U.S. Surgeon General Dr. Vivek Murthy on Tuesday declared gun violence in America a public health crisis and recommended a series of preventative measures that compare with past campaigns on smoking and road safety.
The move follows years of calls from health officials to view gun deaths in health terms, not politics.
The National Rifle Association strongly opposes the framework and has promoted legislation that would effectively end federal funding for gun violence research for a quarter century. The NRA also unsuccessfully lobbied against President Barack Obama's nomination of Dr. Mursi as Surgeon General in 2014, calling him a “serious threat to gun owners' rights.”
Dr. Murthy's 32-page recommendations call for increased funding for gun violence prevention research, advise health care providers to discuss gun storage with patients during routine visits, and recommend measures such as safe gun storage laws, universal background checks, “red flag” laws and an assault weapons ban.
“I've believed for a long time that this is a public health issue,” he said in an interview. “It's become politicized and polarized over time. But if we understand that this is a public health issue, I think we have an opportunity to move this out of the political realm and into the public health realm.”
But public health-based gun control has been an uphill battle in the United States. U.S. political parties are deadlocked over many of the measures the report recommended, such as banning assault weapons and requiring background checks for gun buyers. Experts estimate that there are 400 million guns in private hands, making it nearly impossible for the government to meaningfully restrict access to guns.
Gunshot wounds surpassed motor vehicle accidents as the leading cause of death among children and young people in the United States in 2020. The U.S. youth firearm death rate is about six times higher than Canada, about 23 times higher than Australia, and about 73 times higher than the United Kingdom, the Surgeon General's advisory said.
The past decade has seen a surge in new gun ownership and a significant increase in youth gun suicides, many of which were committed with guns owned by adults in the home. A study by the U.S. Centers for Disease Control and Prevention found that in cases of accidental gunfire deaths of children and adolescents, the guns used were stored loaded and unlocked.
“We now need to face the reality that this is a children's issue,” Dr Murthy said.
He added that he has spoken to students in urban and rural areas across the country who fear they will be shot in their neighborhoods or schools. “As a country, we are more united than we realize,” he said.
Federal reorganization in the 1960s stripped the Surgeon General's responsibilities largely to make him a powerful figure who communicates scientific findings to the public. In his second term as Surgeon General, Dr. Murthy has issued recommendations on youth mental health, loneliness and social media.

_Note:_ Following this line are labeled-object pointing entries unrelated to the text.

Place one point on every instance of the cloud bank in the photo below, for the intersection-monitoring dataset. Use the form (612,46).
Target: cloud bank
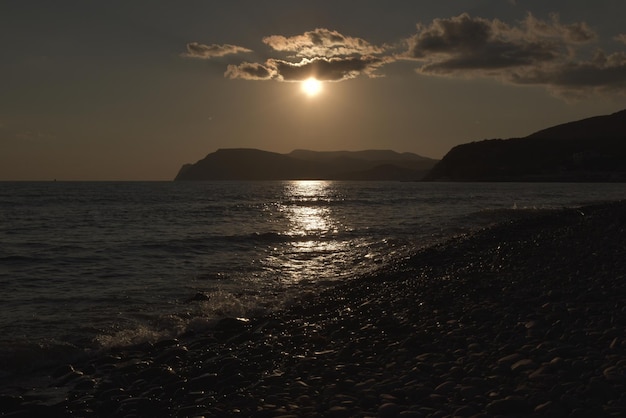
(546,53)
(196,50)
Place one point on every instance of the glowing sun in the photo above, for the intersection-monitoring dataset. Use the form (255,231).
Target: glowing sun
(311,86)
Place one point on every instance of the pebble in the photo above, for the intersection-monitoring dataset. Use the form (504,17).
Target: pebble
(513,320)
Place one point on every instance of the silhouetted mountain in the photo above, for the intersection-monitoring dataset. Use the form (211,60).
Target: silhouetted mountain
(252,164)
(592,149)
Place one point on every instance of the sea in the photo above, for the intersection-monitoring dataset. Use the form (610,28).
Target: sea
(86,266)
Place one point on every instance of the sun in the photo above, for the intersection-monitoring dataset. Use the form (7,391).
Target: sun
(311,86)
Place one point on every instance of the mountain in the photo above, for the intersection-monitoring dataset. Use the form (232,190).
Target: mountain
(592,149)
(253,164)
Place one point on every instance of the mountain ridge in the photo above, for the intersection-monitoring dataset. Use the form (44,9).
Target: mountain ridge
(587,150)
(255,164)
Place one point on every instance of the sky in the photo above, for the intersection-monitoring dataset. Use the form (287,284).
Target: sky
(132,90)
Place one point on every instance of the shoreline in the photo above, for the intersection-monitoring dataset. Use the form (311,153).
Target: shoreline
(523,318)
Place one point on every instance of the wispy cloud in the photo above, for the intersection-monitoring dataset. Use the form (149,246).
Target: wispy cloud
(323,69)
(548,53)
(197,50)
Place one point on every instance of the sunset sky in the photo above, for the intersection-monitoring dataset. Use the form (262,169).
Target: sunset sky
(131,90)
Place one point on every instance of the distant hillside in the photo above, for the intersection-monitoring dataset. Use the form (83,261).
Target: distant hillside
(253,164)
(592,149)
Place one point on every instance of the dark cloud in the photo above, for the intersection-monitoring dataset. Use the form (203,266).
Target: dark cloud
(322,43)
(323,69)
(465,43)
(250,71)
(197,50)
(530,52)
(603,73)
(534,52)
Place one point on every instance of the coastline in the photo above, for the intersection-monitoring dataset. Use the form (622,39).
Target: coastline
(521,318)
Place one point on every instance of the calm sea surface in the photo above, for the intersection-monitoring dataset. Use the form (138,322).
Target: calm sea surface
(91,265)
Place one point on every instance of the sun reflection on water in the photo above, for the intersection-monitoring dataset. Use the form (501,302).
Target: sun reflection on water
(314,249)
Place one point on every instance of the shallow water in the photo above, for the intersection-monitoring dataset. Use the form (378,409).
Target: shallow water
(90,265)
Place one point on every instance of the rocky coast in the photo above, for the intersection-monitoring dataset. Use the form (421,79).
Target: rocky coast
(526,318)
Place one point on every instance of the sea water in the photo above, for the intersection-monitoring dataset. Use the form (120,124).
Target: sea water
(90,265)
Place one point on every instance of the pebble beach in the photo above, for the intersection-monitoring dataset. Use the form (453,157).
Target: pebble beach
(526,318)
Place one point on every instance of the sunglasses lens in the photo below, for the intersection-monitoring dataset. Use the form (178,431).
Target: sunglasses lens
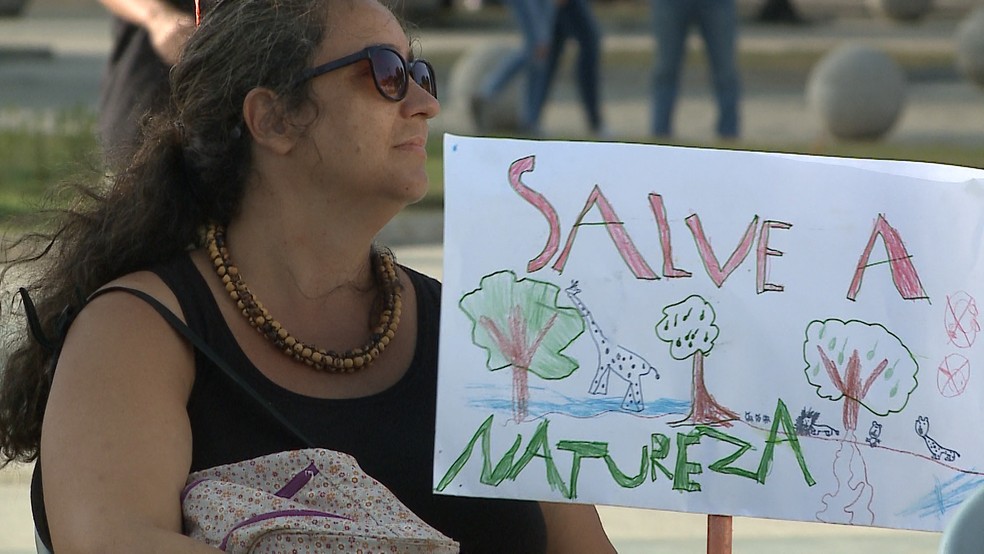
(390,74)
(423,75)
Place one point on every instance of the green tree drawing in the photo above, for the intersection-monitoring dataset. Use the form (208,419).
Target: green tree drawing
(858,364)
(520,325)
(688,326)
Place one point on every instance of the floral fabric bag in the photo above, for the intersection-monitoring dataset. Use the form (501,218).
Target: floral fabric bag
(303,501)
(296,502)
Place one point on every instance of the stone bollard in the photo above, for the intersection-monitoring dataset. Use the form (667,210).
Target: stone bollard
(970,46)
(496,114)
(901,10)
(857,92)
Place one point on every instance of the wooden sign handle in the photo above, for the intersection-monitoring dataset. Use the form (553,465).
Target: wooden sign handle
(718,534)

Warnings by the Surgeon General, such as his 1964 advisory on the health risks of smoking, were successful in shifting the public debate. After that announcement, Congress passed a resolution requiring health warnings to be printed on cigarette packs, and smoking began a 50-year decline. In 1964, about 42% of adults smoked daily, down to 11.5% in 2021.
Dr. Murthy said he believes public health campaigns against gun violence are a similar challenge, requiring a combination of education and awareness campaigns, cultural shifts and policies. “With tobacco, there was no single strategy that ultimately worked,” he said. “I'm thinking the same thing here.”
Jonathan M. Metzl, a professor of sociology and psychiatry at Vanderbilt University in Nashville, argued in a recent book that the public health strategies of “the wars on tobacco, the wars on seat belts, or other interests-versus-people conflicts of the last century” are inappropriate for a national debate over guns that is deeply rooted in political identity.
“In other words, framing gun violence as a public health 'epidemic' has failed to counter how a growing red-blue battle is being fought in an arena of increasingly lax gun control, with more and more civilians owning guns,” Metzl writes in his book, What Have We Become: Living and Dying in a Nation of Weapons.
But there are signs of movement. Following the 2018 Parkland, Florida, high school shooting that left 17 people dead, a wave of states have introduced red flag laws that allow authorities to temporarily confiscate firearms from people deemed a danger to themselves or others. Twenty-one states now have such laws.
Dr. Murthy said he hopes to see change spread from the medical field, where health care workers regularly talk to patients about safety issues like seat belts and swimming pools. Gun storage is likely to be one of those routine questions, he said.
“There are too many homes in America that have unlocked, loaded weapons, meaning they're not stored securely and pose a danger to not only their children but to others in the home,” he said. “That's where we can make a difference.”